Imagine the scenario where `App_A` --> `App_B`


            Scenario 1:

               App_A
                 |
                 v
               App_B


Let's say `App_A` becomes multiple jobs, or subtasks, `App_A_i`.  And `App_B`
also becomes multiple jobs, `App_Bi`.  Scenario 1 may transform
into one of the following:


###### Scenario1, Situation I

     becomes     App_A1  App_A2  App_A3  App_An
     ------->      |          |      |         |
                   +----------+------+---------+
                   |          |      |         |
                   v          v      v         v
                 App_B1  App_B2  App_B3  App_Bn

###### Scenario1, Situation II

                 App_A1  App_A2  App_A3  App_An
     or becomes    |          |      |         |
     ------->      |          |      |         |
                   v          v      v         v
                App_B1  App_B2  App_B3  App_Bn


In Situation 1, each job, `App_Bi`, depends on completion of all of `App_A`'s
jobs before it can run.  For instance, `App_B1` cannot run until all `App_A`
jobs (1 to n) have completed.  From Stolos's point of view, this is not
different than the simple case where `App_A(1 to n)` --> `App_Bi`.  In this
case, we create a dependency graph for each `App_Bi`.  See below:

###### Scenario1, Situation I (view 2)

     becomes     App_A1  App_A2  App_A3  App_An
     ------->      |          |      |         |
                   +----------+------+---------+
                                 |
                                 v
                               App_Bi


In Situation 2, each job, `App_Bi`, depends only on completion of
its related job in `App_A`, or `App_Ai`.  For instance,
`App_B1` depends on completion of `App_A1`, but it doesn't have any
dependency on `App_A2`'s completion.  In this case, we create n
dependency graphs, as shown in Scenario 1, Situation II.

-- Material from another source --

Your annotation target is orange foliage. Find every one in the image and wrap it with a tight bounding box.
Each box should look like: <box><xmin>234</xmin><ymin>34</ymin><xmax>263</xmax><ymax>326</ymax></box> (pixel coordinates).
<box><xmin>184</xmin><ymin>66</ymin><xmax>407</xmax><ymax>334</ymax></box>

As we have just seen, dependencies can be modeled as directed acyclic
multi-graphs.  (acyclic means no cycles - ie no loops.  multi-graph
contains many separate graphs).  Situation 2 is the
default in Stolos (`App_Bi` depends only on `App_Ai`).


Concept: Job IDs
==============

*For details on how to use and configure `job_id`s, see the section, [Job
ID Configuration](/README.md#configuration-job-ids)*  This section
explains what `job_id`s are.

Stolos recognizes apps (ie `App_A` or `App_B`) and jobs (`App_A1`,
`App_A2`, ...).  An application, or app, represents a group of jobs.  A
`job_id` identifies jobs, and it is made up of "identifiers" that we mash
together via a `job_id` template.  A `job_id` identifies all possible
variations of some application that Stolos is aware of.  To give some
context for how `job_id` templates characterize apps, see below:


               App_A    "{date}_{client_id}_{dataset}"
                 |
                 v
               App_B    "{date}_{your_custom_identifier}"


Some example `job_id`s of `App_A` and `App_B`, respectively, might be:

    App_A:  "20140614_client1_dataset1"  <--->  "{date}_{client_id}_{dataset}"
    App_B:  "20140601_analysis1"  <--->  "{date}_{your_custom_identifier}"


A `job_id` represents the smallest piece of work that Stolos can
recognize, and good choices in `job_id` structure identify how work is
changing from app to app.  For instance, assume the second `job_id`
above, `20140601_analysis1`, depends on all `job_id`s from `20140601`
that matched a specific subset of clients and datasets.  We chose to
identify this subset of clients and datasets with the name `analysis1`.
But our `job_id` template also includes a `date` because we wish to run
`analysis1` on different days.  Note how the choice of `job_id`
clarifies what the first and second apps have in common.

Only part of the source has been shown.